High availability considerations

Shared Memory Communications over RDMA (SMC-R) enables high-speed peer-to-peer connections over the RDMA over Converged Ethernet (RoCE) fabric between reliable connected queue pairs (RC QPs). SMC-R defines the RC QPs as an SMC-R link, and SMC-R links are logically grouped into SMC-R link groups. For more information, see SMC-R links and SMC-R link groups.

IBM® 10GbE RoCE Express® features at each host are required for SMC-R communications. After a TCP connection dynamically and successfully switches to SMC-R, it cannot revert to standard TCP/IP communications. Therefore, to achieve network high availability for SMC-R, it is critical to provide redundant physical network connectivity.

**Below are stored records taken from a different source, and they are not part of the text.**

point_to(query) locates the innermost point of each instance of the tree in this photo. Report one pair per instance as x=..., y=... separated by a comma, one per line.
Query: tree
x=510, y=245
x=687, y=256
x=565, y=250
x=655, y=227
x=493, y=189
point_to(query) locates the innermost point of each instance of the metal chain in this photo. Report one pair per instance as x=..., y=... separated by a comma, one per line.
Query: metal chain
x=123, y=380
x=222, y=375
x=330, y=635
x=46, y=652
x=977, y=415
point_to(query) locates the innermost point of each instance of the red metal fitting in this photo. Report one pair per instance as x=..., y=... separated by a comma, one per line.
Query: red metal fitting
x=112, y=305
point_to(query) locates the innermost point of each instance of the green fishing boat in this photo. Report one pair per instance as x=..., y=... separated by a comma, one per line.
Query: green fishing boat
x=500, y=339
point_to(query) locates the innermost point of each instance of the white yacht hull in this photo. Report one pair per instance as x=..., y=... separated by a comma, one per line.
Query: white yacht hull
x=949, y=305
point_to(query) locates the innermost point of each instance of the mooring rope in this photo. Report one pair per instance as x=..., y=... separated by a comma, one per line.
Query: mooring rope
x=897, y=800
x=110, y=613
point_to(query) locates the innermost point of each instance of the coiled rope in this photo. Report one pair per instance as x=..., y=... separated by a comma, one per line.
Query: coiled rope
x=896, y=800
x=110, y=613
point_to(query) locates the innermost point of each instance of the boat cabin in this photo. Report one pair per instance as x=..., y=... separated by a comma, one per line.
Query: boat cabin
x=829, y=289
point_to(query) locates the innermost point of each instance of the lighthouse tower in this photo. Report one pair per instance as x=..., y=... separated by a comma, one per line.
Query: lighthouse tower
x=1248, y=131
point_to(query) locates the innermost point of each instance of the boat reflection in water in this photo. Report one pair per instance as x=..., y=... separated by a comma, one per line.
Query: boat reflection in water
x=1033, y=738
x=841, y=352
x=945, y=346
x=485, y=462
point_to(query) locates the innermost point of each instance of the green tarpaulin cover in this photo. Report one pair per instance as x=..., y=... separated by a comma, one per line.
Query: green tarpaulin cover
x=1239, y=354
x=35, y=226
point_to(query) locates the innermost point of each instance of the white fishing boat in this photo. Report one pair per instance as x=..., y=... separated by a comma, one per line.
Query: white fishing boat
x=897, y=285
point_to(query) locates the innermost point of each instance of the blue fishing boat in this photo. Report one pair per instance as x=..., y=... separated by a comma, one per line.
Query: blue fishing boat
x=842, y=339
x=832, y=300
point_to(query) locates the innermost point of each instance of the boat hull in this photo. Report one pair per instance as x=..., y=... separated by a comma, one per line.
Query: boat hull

If the underlying 10GbE RoCE Express interface or the associated network hardware fails, the z/OS® host provides dynamic failover processing that transparently moves the TCP connections from the SMC-R links that are using the failed 10GbE RoCE Express interface to another SMC-R link in the link group. If no other SMC-R link in the link group is available at the time of failure, the TCP connections are lost. To have a second redundant SMC-R link within a link group, two 10GbE RoCE Express interfaces must be defined and active.

Figure 1. Redundant SMC-R links in an SMC-R link group

The following paragraph describes the figure.

If the 10GbE RoCE Express interfaces operate in a shared RoCE environment , an SMC-R link group might be considered redundant, even though the 10GbE RoCE Express interfaces associated with SMC-R links use the same physical 10GbE RoCE Express feature.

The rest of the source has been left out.